His own love of the life showed in abundance as he attracted and kept many, many friends in the community.
The most fitting tribute to a person is when people show up in droves at your memorial service. It is as if to say “thanks” for being a friend.
It is the most valuable measure of a person’s worth and personality style for the room to be full.
I am sure I speak for many when I say I enjoyed every conversation with him. He was positive in the face of the adverse time that ranching has endured.
It was always pleasurable to be in his company whether it was at a Cattlemen’s meeting or a social event.
Thank you Eric for the time you spent as a leader in the industry working with your fellow cattlemen to make life better for us all.
Then just last week at the Chilancoh Ranch Hugh Bayliff’s life was celebrated.
His life was shortened by lifelong illness and a recent accident.
The shop at the five generation family ranch was full for the service. Another pillar of industry, Hugh was an innovator and a leader.
Part of his legacy is the Thompson Rivers University Ranching Program.
It was Hugh’s words to those of us gathered at their ranch at the end of several pasture walks one week in early June a few years back that kindled an inspiration.
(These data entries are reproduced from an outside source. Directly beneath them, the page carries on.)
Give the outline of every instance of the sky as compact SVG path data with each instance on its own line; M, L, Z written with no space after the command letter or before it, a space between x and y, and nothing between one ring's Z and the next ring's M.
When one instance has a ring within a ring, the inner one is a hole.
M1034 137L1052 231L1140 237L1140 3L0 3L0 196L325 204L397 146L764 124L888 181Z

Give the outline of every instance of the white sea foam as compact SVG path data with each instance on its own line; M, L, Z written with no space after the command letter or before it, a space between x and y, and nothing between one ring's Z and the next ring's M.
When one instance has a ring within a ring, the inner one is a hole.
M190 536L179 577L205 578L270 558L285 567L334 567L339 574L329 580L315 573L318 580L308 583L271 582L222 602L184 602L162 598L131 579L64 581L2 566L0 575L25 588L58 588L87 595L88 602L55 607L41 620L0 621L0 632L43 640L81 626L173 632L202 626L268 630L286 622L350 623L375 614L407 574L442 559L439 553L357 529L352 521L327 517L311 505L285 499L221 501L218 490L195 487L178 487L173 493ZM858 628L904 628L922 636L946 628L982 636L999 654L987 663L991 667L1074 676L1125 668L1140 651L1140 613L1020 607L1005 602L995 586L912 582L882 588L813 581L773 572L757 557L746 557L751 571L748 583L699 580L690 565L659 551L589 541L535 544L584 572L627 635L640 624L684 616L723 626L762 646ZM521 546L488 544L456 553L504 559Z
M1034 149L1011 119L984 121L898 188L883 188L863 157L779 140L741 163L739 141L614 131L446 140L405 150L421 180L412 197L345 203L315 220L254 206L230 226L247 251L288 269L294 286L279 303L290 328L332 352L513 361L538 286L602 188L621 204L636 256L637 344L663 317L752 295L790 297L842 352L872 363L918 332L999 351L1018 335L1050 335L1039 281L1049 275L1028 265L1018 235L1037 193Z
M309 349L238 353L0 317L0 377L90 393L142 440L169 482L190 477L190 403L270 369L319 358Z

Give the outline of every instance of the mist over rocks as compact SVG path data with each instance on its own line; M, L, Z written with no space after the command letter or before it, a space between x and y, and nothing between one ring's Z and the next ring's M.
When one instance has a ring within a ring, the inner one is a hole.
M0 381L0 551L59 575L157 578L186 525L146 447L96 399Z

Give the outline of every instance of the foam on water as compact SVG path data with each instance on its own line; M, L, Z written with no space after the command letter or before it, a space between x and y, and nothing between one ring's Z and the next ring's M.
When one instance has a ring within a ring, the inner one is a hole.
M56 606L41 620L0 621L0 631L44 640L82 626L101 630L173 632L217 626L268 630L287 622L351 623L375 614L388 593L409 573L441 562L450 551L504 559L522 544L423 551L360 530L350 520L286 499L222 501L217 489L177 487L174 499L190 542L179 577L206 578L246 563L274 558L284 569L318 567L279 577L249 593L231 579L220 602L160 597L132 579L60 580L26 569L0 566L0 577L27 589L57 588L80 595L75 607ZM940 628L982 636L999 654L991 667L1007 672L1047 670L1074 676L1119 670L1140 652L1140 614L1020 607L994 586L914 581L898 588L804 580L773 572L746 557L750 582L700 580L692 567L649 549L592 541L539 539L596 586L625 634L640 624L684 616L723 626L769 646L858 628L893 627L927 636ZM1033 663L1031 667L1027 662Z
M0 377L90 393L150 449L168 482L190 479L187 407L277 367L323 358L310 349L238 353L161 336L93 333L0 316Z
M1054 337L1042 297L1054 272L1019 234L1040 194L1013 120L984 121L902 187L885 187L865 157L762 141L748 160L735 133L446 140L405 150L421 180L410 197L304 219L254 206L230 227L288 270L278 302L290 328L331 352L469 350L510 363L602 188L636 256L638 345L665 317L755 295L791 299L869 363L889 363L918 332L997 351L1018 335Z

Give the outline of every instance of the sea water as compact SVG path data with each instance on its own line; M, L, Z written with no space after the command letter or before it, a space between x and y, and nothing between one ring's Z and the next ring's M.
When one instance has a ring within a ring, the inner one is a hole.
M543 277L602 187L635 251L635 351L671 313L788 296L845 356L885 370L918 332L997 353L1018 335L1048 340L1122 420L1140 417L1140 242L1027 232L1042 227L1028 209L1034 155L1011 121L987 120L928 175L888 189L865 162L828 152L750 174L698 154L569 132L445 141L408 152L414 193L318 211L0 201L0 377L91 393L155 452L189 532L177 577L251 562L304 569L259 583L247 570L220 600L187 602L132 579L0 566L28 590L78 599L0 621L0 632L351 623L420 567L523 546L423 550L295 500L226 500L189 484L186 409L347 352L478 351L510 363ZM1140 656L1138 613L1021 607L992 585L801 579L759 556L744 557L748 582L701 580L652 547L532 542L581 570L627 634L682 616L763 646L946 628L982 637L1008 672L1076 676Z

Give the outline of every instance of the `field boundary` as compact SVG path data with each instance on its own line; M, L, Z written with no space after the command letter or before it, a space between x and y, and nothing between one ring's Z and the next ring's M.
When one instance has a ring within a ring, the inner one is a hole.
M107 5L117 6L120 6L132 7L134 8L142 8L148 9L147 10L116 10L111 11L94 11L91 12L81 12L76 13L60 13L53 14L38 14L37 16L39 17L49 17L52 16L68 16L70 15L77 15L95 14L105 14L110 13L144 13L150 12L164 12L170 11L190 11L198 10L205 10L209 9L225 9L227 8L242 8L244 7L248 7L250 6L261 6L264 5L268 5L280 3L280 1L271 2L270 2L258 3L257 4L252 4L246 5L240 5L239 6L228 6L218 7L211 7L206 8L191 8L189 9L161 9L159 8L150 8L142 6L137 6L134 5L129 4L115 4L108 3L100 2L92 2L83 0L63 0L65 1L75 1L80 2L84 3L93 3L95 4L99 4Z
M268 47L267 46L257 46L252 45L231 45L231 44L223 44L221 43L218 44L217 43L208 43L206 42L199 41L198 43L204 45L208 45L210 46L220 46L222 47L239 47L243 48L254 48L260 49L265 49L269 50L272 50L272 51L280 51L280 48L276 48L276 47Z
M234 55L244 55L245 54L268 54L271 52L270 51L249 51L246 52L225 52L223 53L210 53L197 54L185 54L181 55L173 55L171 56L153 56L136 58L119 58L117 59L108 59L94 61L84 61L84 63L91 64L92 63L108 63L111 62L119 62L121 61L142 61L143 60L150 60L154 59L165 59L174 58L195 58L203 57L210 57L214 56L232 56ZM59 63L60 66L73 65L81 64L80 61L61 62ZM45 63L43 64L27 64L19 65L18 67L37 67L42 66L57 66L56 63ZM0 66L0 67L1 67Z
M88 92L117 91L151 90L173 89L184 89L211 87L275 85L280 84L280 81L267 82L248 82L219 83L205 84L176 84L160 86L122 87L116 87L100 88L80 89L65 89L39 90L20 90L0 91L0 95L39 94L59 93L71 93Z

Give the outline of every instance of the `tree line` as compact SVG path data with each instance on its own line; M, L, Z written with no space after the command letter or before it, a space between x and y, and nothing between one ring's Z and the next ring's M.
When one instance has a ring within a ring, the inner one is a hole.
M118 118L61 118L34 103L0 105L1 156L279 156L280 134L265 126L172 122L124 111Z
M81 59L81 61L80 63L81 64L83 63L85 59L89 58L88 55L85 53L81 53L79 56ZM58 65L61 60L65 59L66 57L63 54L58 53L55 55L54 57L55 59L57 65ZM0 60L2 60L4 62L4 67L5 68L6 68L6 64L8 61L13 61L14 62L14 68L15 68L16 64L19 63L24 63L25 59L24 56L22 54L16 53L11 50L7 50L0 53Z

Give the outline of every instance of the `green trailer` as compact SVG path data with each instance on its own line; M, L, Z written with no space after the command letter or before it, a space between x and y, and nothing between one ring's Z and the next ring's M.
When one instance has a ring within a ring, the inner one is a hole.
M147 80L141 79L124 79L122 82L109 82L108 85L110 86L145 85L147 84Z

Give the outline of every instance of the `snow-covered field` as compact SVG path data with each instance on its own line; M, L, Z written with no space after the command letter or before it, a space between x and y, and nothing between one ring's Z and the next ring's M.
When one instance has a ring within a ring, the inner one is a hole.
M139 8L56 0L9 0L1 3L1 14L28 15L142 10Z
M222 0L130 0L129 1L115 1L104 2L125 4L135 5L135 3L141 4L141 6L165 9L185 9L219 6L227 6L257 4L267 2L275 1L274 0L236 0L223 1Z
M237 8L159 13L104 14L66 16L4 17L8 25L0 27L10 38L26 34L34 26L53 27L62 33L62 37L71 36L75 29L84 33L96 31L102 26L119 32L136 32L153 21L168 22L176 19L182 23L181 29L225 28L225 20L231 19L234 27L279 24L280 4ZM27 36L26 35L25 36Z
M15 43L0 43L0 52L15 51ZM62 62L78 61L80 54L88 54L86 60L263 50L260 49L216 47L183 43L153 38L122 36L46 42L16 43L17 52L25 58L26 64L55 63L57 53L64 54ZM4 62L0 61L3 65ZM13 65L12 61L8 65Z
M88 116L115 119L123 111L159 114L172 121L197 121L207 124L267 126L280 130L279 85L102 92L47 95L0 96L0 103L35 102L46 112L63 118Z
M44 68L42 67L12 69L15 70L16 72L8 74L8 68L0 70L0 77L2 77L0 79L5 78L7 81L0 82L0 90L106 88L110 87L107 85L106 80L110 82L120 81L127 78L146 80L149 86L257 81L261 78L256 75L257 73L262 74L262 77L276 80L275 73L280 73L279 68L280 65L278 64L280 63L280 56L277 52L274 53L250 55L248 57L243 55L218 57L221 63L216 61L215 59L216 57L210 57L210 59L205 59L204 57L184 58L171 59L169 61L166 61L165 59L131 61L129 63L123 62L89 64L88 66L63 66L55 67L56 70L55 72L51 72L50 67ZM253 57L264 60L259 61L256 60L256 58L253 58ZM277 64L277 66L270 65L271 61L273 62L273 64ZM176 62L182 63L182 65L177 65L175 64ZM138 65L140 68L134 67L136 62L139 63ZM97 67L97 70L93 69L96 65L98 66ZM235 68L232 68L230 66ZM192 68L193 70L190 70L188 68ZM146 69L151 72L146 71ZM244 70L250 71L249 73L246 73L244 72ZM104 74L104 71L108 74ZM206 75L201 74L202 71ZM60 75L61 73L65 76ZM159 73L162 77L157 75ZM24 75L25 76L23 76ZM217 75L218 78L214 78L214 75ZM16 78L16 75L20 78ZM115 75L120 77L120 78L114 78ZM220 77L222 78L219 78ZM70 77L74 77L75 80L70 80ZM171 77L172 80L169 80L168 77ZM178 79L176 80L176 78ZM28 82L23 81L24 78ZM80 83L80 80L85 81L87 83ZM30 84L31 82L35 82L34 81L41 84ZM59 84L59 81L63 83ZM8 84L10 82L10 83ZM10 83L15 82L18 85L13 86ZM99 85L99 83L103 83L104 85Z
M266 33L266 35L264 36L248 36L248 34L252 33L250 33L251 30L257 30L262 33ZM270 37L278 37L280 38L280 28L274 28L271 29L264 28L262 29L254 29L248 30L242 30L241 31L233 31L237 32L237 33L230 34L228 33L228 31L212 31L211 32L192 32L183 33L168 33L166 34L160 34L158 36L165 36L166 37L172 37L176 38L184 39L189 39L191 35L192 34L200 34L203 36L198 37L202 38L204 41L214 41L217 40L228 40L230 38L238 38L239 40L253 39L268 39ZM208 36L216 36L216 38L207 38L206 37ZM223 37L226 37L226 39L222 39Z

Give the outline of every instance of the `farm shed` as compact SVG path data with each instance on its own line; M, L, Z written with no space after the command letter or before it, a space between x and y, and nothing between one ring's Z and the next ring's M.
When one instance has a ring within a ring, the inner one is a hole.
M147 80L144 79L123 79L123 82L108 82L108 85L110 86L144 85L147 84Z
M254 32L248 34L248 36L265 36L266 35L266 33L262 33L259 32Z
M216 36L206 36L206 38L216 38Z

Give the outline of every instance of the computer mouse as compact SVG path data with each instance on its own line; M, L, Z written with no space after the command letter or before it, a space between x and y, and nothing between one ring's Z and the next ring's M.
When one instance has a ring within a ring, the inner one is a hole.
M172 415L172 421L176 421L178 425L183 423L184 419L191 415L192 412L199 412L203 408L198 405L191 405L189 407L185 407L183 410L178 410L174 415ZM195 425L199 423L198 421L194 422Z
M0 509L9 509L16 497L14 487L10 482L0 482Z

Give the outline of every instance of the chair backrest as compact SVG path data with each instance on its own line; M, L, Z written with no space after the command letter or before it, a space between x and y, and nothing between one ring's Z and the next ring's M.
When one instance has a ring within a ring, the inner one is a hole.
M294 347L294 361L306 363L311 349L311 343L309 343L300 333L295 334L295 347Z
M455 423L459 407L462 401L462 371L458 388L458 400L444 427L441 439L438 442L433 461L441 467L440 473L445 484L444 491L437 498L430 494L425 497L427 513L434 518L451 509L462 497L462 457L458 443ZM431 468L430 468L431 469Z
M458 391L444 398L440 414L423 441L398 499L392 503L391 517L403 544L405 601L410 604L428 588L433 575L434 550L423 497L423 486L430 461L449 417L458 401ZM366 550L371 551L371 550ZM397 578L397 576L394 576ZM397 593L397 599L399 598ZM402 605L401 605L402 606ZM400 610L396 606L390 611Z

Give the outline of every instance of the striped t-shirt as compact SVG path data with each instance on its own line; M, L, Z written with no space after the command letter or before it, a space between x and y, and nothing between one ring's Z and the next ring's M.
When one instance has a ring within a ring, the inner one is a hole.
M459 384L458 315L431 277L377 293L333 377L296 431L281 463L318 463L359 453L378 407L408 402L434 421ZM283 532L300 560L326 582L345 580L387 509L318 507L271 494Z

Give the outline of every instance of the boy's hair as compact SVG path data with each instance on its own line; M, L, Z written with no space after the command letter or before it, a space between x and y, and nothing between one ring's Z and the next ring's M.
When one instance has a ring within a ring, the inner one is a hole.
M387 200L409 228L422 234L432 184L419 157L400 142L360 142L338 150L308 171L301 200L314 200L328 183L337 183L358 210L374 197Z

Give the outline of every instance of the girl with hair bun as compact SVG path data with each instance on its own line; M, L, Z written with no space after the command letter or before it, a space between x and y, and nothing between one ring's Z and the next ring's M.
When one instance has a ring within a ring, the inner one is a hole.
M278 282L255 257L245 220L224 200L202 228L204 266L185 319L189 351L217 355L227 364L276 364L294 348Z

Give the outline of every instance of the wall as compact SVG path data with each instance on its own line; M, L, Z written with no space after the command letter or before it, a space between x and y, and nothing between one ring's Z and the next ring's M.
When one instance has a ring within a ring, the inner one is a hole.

Hugh said that Cariboo Cattlemen should ask the University to set up an Olds (Alberta) — like agriculture program based in the Cariboo.
He wanted to see soils as the basis of the course and that is a work in progress.
Hugh has been active following in his father’s footsteps, as a leader in the industry.
We are indebted to him. His lovely partner Hellen is now following his footsteps.
Fortunately Hugh had some inspiring learning at a soil and grazing conference when in Alberta.
He was also able to reconnect with former Olds classmates.
Such was his way: live life as fully as you can, open to learning as you go.
Rest now, both of you, Eric and Hugh. We are richer for your contributions to the community.
We must hope others will follow your example. I know I will try.
David Zirnhelt is a rancher and member of the Cariboo Cattlemen’s Association. He is also chair of the Advisory Committee for the Applied Sustainable Ranching Program at TRU.